My godson, Daniel, was coming along on the guitar. He was about 15 at the time, and taking lessons from Scott Miller at Harry's Guitar Shop in Raleigh. When I picked him up after the lesson one afternoon, we wandered through the showroom, and there was a black, Les Paul Gibson electric guitar, hanging royally on the wall.
There are a multitude of great guitars, of course, but the Les Paul has a fame about it like no other. Not because it is the most expensive, it's not, but because Les Paul was the inventor of the solid-body electric guitar. Paul died Thursday, only weeks after his usual gig at a New York City jazz club. He was 94 years old.
In the guitar world, someone is a "player," or not. As best I can determine, being a player means you can sit down with just about any group and keep up, that you have a certain competence for a variety of music. I started taking lessons about the same time Daniel did, though acoustic is my music of choice, as opposed to Dan's fondness for rock 'n' roll. Dan became a player. I'm still working on it.

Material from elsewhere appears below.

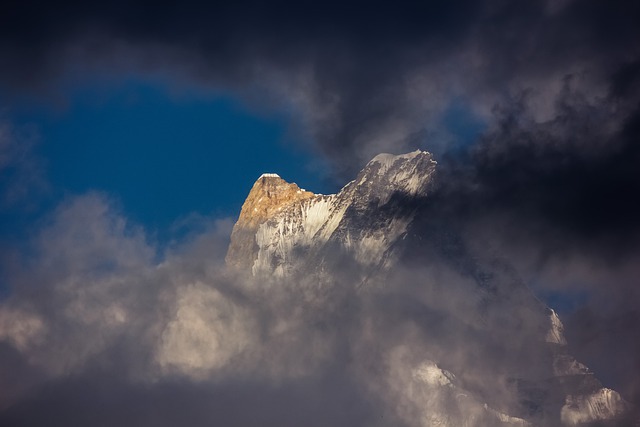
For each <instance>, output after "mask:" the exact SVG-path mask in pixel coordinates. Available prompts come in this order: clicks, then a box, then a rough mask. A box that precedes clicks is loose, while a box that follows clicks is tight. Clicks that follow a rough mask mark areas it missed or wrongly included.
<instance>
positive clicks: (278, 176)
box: [258, 173, 280, 179]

Les Paul was a player's player. He could keep up with the craziest rockers in the world, or with the incomparable Chet Atkins. And even though his "tinkering" had produced a revolutionary instrument, he continued working on it, and other projects. He had a curiosity about him, and a determination that only the great inventors have.
On that day after the lesson at Harry's, I promised Daniel that if he kept practicing, and Scott determined that he was ready for a professional instrument, he would have that Les Paul. He did, Scott did, and he does. What a beautiful thing it is, and it's the one Daniel prefers to be in family pictures. He can really "make it talk," as Bruce Springsteen says, and sometimes indulges me by playing something I actually recognize.
Dan's nephew, 2-year-old Ayden, stared hitting the guitar strings and smiling broadly when he was 12 or 13 months old. He has a toy guitar he likes, and has developed a sense of timing and notes. I think he may wind up a player.